So who has access to your e-mail?

20.10.2006

Encrypting internal data on disk systems is viewed as one viable way of protecting sensitive data, but both Avery and Oltsik say very few companies use this solution.

According to Ralf Saykiewicz, managing partner at XaHertz Consulting in Orlando, only very large companies, such as Target Corp., Wal-Mart Stores Inc., Accenture Ltd. and IBM Global Services practice this strategy. Saykiewicz says that in a multinational company of 15,000 employees, 20 to 30 people at headquarters alone would have high-level data access.

Hanging a price tag on the development of a secure internal IT infrastructure is an inexact science at best, but price tags would likely range from US$100,000 to $1 million, according to analysts. "I'd probably say you're looking at a million bucks or so," Avery says, pointing to the costs of hardware, software and salaries. Adds Saykiewicz, "I would give you a very ballpark figure of between $100,000 and a quarter million dollars. You need to put in the consulting time, and you need to put in the software."

In large part, the justification for comprehensive security systems is attributable to the largely unknown number of internal security breaches that are increasingly plaguing companies. Documenting these abuses is difficult because so many of them are never reported because of concerns over the negative public relations fallout.

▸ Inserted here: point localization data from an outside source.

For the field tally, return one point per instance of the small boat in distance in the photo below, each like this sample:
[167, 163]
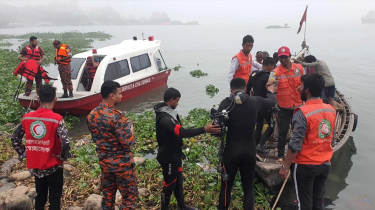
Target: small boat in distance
[135, 64]
[277, 26]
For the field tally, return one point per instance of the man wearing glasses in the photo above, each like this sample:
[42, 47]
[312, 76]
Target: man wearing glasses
[287, 79]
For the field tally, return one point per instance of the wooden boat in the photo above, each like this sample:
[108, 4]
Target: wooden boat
[135, 64]
[346, 122]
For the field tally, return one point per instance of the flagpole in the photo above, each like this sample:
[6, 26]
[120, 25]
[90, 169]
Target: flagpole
[304, 36]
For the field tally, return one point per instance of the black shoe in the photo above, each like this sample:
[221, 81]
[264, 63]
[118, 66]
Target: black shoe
[65, 95]
[187, 208]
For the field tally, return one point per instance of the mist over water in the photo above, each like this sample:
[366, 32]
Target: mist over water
[346, 45]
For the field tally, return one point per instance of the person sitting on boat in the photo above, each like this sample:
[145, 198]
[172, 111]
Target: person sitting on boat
[240, 152]
[47, 147]
[287, 76]
[242, 61]
[320, 67]
[276, 58]
[169, 134]
[33, 51]
[113, 135]
[257, 82]
[89, 72]
[257, 63]
[310, 148]
[63, 57]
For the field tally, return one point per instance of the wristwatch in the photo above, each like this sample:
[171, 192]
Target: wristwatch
[284, 168]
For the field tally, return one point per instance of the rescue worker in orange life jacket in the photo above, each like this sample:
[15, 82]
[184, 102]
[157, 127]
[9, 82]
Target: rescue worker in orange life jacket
[310, 148]
[47, 146]
[287, 76]
[242, 61]
[89, 72]
[33, 51]
[63, 57]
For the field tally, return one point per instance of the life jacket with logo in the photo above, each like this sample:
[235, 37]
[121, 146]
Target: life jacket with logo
[61, 53]
[43, 145]
[91, 71]
[288, 81]
[29, 69]
[33, 54]
[317, 147]
[244, 68]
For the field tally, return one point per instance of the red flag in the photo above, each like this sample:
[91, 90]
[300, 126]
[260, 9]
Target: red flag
[302, 20]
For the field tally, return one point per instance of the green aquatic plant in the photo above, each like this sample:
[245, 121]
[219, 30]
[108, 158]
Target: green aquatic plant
[211, 90]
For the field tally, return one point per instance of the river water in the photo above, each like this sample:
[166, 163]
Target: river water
[347, 49]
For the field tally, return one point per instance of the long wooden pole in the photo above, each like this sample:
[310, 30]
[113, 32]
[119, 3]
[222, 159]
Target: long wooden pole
[282, 189]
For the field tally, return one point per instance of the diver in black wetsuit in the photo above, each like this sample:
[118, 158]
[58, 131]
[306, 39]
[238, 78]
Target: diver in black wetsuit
[257, 82]
[240, 149]
[169, 134]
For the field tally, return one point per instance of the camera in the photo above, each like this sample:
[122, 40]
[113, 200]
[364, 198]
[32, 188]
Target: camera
[219, 118]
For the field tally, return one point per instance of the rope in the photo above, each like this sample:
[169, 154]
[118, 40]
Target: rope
[282, 188]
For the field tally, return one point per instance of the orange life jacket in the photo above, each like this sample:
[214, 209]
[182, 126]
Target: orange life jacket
[288, 81]
[42, 141]
[244, 69]
[316, 147]
[91, 71]
[33, 54]
[61, 53]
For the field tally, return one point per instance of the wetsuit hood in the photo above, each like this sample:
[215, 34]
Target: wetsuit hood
[162, 107]
[239, 96]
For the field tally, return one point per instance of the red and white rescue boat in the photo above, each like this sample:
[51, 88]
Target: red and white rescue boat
[135, 64]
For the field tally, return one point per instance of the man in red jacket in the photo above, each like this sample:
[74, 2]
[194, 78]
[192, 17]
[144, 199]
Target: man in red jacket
[47, 146]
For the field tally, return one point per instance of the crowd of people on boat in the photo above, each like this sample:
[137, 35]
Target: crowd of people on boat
[63, 58]
[255, 90]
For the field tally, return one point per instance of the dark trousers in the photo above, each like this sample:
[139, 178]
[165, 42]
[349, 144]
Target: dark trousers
[309, 183]
[246, 164]
[51, 185]
[264, 115]
[173, 179]
[285, 117]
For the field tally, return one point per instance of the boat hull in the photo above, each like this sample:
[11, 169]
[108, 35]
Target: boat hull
[267, 168]
[84, 104]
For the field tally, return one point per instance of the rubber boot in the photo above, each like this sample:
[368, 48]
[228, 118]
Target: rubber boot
[65, 95]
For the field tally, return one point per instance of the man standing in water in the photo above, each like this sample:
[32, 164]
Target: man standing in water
[240, 66]
[33, 51]
[288, 79]
[169, 134]
[240, 153]
[47, 146]
[310, 148]
[63, 57]
[113, 135]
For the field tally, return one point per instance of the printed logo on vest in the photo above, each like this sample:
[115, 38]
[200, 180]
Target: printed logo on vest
[38, 129]
[324, 129]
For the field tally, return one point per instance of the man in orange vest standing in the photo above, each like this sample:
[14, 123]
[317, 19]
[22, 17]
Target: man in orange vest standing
[47, 146]
[242, 61]
[33, 51]
[310, 148]
[63, 56]
[287, 78]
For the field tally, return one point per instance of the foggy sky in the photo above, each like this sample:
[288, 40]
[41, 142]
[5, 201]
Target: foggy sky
[263, 13]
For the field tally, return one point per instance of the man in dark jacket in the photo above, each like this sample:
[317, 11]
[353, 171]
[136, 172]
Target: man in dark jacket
[240, 150]
[169, 134]
[258, 81]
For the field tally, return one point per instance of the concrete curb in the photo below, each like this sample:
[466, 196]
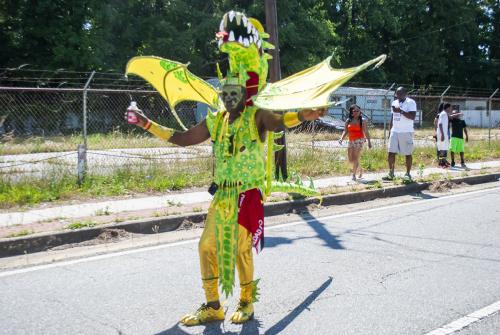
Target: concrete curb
[44, 241]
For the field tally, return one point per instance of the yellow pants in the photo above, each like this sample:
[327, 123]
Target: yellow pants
[208, 260]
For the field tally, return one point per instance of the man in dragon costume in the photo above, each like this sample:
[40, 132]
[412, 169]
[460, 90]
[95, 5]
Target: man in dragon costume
[247, 111]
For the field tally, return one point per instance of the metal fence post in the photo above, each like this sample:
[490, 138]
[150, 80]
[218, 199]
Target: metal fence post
[385, 112]
[442, 94]
[489, 115]
[82, 150]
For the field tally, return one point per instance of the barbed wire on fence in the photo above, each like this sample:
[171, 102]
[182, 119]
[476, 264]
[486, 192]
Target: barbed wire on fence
[42, 111]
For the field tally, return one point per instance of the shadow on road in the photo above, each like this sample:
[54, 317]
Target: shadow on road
[283, 323]
[330, 240]
[216, 328]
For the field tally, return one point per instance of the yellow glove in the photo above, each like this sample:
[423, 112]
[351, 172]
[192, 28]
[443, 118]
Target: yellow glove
[159, 131]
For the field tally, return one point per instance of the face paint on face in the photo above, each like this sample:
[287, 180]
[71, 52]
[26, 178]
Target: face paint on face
[232, 96]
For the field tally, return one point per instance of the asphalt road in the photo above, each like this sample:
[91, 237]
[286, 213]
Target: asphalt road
[403, 269]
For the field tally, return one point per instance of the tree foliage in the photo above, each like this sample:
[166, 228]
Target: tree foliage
[428, 42]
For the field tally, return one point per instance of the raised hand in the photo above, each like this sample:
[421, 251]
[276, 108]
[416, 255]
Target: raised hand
[142, 120]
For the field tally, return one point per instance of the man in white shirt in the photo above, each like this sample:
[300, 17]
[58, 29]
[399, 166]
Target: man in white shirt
[404, 110]
[443, 135]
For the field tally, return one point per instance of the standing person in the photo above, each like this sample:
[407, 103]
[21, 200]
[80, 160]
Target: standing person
[457, 143]
[443, 135]
[404, 110]
[358, 135]
[440, 109]
[238, 133]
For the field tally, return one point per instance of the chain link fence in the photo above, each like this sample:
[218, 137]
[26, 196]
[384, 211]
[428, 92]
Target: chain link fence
[43, 123]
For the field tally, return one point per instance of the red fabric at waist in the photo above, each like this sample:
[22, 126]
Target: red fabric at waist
[355, 132]
[251, 216]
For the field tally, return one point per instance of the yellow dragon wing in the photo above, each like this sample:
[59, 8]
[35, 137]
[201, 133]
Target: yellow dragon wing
[310, 88]
[173, 81]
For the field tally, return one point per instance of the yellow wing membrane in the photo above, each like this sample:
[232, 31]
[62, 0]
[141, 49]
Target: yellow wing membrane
[310, 88]
[173, 81]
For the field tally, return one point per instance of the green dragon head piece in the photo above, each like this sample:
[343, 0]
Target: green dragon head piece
[243, 39]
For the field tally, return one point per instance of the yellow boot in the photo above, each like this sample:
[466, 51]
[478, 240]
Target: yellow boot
[243, 313]
[204, 314]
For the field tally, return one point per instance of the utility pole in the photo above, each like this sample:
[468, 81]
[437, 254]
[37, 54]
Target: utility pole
[275, 75]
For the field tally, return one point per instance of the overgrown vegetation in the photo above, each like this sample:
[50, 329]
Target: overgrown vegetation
[60, 184]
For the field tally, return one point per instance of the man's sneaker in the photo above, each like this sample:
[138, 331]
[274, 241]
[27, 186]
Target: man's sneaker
[407, 179]
[203, 315]
[243, 313]
[389, 177]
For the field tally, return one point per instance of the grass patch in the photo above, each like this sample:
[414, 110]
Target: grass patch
[60, 182]
[20, 233]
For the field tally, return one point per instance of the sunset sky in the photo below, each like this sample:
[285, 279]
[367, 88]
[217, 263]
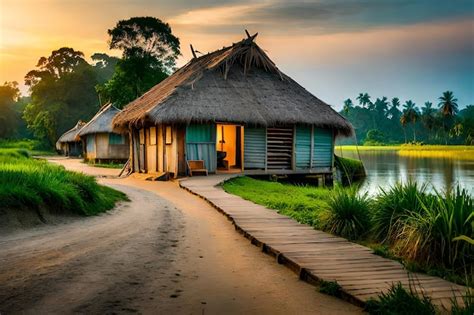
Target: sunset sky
[334, 48]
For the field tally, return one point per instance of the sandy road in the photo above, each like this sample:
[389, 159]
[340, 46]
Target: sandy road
[165, 252]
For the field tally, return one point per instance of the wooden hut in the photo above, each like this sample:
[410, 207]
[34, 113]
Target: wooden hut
[101, 143]
[234, 111]
[69, 144]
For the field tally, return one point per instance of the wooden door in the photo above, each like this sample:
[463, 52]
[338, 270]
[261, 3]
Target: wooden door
[280, 148]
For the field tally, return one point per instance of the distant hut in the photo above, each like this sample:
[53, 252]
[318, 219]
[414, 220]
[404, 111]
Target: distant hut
[100, 142]
[231, 110]
[69, 144]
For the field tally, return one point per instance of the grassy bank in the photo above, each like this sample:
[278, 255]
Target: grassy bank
[464, 152]
[33, 147]
[405, 222]
[27, 184]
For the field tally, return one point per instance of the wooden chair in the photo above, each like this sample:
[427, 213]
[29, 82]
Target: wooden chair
[196, 166]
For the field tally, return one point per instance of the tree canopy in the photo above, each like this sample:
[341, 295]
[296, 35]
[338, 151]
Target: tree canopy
[149, 52]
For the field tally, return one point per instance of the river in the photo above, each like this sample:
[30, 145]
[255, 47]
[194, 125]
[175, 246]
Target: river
[385, 168]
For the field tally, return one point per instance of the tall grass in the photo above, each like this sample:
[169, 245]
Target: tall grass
[348, 214]
[31, 184]
[392, 207]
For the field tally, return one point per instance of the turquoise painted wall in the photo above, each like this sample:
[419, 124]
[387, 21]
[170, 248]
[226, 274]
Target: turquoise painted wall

For the first time, the CSI/FBI Computer Crime and Security Survey in 2006 asked 536 respondents to estimate attacks coming from inside an organization versus those from outside. More than one-third (37 percent) of respondents attributed more than 20 percent of their company's losses to insiders. Another 29 percent attribute a percentage of losses less than 20 percent to actions of insiders. Only 7 percent of respondents thought that insiders account for more than 80 percent of their organization's losses. Lastly, 32 percent said that insider threats account for none of their cyber losses.